We focus on the early CRIT vs MILD contrast, which captures the most clinically actionable comparison — the cellular features that distinguish patients who progress to critical illness from those with mild disease at an early time point.
lm.cells <-
tinydenseR::get.plsD(
x = lm.cells,
.coef.col = "CRIT_earlyVSMILD_early",
.model.name = "contrast.Source_TSO.binary",
.verbose = TRUE,
.min.prop = 0.001 # default is 0.005 but we lower it here to capture more subtle signals in this complex contrast
)plsD1: Inflammatory Myeloid Program vs. Interferon Response
plsD1 captures the dominant signal distinguishing early critical from mild COVID-19. Landmarks in the monocyte region carry the strongest plsD1 scores, indicating that this component is driven by monocyte-state variation.
tinydenseR::plotPlsD(
x = lm.cells,
.coef.col = "CRIT_earlyVSMILD_early",
.plsD.dim = 1
)
The left panel shows landmark scores: landmarks in the monocyte region carry the strongest positive plsD1 scores, indicating that this component is driven by monocyte-state variation.
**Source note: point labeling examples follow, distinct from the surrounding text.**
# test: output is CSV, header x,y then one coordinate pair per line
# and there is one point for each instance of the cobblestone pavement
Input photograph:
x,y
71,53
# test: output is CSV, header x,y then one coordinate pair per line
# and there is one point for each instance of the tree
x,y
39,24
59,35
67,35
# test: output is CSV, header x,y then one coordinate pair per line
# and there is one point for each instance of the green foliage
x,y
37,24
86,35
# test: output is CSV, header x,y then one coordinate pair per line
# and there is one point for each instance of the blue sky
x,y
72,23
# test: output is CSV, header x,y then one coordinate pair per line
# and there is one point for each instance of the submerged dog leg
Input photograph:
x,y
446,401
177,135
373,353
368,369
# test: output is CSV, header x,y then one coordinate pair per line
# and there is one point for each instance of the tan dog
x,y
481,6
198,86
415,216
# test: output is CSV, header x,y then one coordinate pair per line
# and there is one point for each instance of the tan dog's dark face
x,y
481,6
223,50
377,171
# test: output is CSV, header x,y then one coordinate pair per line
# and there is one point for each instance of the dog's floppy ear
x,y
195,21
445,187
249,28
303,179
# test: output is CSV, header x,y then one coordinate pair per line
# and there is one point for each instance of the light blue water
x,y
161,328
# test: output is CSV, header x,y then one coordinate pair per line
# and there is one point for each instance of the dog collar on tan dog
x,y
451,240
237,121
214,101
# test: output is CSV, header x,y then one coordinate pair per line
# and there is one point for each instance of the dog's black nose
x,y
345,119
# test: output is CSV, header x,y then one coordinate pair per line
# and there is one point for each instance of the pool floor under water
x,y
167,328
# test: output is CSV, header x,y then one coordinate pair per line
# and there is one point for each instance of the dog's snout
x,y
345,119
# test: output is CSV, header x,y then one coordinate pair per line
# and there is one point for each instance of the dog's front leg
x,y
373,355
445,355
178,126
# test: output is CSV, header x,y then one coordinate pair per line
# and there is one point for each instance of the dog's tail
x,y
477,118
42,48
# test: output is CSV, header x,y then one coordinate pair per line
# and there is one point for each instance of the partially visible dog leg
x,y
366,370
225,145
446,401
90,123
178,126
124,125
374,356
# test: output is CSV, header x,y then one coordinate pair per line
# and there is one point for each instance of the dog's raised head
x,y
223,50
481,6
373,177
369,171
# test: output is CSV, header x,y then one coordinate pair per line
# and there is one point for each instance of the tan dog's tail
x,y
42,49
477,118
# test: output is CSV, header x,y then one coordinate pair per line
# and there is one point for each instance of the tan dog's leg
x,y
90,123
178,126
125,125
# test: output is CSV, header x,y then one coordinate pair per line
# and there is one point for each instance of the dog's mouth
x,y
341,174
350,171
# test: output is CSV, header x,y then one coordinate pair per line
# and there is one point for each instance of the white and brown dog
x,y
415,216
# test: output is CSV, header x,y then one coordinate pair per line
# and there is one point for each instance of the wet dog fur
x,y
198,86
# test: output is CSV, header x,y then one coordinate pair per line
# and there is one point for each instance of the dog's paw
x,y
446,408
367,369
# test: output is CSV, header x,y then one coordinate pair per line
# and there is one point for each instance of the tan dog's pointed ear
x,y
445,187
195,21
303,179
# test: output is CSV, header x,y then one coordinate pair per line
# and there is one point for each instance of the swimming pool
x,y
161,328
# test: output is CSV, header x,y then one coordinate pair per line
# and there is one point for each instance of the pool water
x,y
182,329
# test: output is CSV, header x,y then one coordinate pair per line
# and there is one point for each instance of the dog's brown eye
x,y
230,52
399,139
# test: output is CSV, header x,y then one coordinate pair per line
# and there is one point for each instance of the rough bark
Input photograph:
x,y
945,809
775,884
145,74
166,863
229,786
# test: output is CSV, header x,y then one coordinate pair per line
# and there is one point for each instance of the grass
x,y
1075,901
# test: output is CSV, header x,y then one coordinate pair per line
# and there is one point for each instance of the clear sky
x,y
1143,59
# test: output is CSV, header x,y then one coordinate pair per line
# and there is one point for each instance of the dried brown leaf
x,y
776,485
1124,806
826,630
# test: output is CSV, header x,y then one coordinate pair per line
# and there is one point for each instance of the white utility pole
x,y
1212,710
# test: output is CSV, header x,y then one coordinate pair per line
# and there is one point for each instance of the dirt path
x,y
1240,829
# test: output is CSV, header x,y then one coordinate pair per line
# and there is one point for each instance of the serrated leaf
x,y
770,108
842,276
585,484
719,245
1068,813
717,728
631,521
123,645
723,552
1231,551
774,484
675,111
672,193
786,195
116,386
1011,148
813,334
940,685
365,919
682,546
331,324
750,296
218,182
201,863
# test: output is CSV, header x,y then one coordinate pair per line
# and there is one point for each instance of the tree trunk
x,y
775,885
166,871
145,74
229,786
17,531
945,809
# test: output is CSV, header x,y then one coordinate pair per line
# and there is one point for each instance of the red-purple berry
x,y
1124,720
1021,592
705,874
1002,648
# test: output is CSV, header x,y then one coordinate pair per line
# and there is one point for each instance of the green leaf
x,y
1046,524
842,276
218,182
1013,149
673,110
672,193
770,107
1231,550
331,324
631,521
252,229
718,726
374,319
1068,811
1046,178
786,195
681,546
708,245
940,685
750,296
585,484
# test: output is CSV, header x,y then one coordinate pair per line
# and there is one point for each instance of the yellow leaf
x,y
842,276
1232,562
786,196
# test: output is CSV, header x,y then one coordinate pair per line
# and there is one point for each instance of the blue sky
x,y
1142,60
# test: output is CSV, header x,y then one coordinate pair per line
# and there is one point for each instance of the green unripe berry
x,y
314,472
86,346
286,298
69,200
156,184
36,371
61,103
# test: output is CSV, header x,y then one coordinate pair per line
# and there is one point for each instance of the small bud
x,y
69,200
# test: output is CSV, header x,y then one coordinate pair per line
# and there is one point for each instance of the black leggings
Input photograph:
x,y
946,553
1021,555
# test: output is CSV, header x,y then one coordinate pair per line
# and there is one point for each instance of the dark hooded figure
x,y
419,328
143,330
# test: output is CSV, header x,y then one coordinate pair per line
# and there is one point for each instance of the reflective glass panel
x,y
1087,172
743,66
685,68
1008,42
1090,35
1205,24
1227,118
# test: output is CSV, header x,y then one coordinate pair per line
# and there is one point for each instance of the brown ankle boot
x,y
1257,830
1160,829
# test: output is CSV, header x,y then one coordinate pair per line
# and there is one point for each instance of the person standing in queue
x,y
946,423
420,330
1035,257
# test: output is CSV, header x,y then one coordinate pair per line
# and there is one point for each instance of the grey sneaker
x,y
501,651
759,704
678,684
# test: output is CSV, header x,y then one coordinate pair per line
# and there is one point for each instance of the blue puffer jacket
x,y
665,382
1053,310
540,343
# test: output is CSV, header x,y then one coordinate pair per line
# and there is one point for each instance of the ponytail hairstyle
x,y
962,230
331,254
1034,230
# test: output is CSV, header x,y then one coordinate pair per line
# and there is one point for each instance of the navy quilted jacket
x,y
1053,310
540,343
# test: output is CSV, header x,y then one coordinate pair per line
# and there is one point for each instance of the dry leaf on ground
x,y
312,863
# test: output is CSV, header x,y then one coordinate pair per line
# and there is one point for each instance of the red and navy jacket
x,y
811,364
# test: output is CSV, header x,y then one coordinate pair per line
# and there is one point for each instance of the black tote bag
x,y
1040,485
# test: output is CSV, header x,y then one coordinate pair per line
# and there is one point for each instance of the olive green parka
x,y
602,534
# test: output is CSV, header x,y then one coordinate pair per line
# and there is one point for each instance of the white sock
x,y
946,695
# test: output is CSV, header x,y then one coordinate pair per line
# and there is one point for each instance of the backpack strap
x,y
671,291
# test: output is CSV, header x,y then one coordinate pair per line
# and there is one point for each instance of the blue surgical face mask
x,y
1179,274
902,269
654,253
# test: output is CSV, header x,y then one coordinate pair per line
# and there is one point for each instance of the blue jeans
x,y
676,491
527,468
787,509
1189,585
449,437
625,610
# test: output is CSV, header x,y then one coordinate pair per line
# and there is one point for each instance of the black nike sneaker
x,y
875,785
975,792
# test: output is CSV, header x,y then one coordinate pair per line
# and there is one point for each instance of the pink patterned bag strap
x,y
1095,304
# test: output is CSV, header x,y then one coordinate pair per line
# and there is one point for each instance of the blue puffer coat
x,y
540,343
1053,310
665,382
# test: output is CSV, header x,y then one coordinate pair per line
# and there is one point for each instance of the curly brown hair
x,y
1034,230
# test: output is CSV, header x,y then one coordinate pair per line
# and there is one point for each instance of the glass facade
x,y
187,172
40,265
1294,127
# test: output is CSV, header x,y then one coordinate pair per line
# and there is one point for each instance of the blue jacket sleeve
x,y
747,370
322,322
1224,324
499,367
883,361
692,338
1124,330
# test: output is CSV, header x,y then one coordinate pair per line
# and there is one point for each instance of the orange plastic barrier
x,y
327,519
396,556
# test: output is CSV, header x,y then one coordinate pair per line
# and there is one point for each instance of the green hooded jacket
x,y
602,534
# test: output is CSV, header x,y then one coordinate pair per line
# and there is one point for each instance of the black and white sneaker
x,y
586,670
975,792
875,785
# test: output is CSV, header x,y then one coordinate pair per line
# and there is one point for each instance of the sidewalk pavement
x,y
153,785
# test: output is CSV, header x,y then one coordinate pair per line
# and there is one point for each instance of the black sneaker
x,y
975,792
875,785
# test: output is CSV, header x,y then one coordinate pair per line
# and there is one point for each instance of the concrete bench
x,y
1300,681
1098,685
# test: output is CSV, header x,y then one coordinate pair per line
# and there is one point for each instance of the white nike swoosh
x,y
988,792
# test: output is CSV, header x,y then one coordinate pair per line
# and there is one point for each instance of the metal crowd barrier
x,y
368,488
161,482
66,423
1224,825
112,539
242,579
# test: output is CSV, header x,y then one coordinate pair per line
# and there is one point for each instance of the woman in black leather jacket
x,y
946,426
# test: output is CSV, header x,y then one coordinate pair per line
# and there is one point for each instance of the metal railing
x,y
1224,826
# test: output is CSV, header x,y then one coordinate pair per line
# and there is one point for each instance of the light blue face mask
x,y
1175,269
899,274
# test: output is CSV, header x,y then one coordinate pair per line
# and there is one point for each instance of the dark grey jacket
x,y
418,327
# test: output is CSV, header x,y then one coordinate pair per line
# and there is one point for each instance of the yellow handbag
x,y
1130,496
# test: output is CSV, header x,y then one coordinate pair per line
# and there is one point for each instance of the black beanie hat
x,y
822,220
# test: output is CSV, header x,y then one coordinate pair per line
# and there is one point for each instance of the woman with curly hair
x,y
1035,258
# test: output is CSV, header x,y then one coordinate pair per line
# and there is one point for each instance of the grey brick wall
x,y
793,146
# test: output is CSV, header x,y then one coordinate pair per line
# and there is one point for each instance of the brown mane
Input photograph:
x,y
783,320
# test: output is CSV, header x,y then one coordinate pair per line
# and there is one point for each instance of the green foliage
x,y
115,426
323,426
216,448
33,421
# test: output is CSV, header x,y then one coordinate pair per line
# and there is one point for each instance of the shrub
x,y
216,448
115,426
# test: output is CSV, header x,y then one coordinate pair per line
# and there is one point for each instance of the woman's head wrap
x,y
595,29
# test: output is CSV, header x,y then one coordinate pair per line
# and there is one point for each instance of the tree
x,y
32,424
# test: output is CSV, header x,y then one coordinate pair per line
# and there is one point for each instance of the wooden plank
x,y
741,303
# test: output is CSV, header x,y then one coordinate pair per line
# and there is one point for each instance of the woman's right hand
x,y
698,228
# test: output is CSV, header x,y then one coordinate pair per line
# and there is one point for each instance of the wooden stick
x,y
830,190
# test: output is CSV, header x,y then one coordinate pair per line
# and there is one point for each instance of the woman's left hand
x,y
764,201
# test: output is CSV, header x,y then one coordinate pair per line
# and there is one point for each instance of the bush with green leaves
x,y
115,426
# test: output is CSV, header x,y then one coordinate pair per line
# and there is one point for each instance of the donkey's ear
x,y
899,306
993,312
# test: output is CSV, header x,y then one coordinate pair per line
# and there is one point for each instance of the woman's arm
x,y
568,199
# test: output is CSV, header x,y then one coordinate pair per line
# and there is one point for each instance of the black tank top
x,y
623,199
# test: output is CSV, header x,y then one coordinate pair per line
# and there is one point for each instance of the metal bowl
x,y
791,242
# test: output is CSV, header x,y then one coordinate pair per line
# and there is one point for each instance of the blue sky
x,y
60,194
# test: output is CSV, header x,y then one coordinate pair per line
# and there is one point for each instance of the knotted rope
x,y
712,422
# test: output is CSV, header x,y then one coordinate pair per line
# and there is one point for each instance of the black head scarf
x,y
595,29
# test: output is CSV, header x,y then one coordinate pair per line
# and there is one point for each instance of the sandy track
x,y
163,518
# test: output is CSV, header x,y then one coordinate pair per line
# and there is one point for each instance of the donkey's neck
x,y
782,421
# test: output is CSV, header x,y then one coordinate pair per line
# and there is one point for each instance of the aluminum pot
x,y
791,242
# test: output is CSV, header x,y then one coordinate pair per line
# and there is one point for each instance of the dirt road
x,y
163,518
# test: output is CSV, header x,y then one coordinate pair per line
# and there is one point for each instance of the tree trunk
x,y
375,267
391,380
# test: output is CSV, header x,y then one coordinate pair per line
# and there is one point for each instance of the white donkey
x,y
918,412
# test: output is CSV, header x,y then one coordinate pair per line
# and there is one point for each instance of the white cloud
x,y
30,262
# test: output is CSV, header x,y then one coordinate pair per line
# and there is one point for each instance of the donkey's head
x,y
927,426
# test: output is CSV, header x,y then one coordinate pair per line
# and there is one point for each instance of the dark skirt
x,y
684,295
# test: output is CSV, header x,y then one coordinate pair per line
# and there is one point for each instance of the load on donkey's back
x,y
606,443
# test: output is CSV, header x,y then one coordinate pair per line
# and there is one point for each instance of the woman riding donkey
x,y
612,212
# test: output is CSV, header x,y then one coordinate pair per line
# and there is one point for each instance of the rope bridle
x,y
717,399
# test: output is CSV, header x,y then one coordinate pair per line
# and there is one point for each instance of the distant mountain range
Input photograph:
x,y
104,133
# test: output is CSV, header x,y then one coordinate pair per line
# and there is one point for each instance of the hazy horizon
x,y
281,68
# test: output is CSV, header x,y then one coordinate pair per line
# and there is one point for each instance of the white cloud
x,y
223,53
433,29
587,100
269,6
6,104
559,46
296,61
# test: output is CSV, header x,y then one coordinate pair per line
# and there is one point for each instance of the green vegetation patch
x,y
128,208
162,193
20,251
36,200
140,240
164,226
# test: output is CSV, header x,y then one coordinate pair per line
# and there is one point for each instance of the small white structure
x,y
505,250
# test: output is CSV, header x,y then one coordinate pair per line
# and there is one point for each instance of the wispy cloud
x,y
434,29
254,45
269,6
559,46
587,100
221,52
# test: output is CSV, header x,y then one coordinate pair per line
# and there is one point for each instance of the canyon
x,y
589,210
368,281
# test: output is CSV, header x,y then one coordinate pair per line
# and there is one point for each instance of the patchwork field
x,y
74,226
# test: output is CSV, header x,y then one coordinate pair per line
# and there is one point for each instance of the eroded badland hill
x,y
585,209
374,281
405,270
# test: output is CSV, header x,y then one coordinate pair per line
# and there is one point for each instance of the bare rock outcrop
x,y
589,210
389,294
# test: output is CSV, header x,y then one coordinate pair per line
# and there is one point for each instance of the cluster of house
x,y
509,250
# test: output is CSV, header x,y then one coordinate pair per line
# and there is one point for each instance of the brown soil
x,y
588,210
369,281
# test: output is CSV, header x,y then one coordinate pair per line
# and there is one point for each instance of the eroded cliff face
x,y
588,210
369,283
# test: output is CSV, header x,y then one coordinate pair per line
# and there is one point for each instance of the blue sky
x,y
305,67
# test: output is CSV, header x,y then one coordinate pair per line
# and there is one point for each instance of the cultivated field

The right panel confirms tight coupling between plsD1 scores and the density contrast (Y).
The plsD1 gene loadings identify the molecular signatures underlying this signal. Positive loadings indicate features upregulated in the direction of the contrast (CRIT > MILD), while negative loadings indicate downregulation.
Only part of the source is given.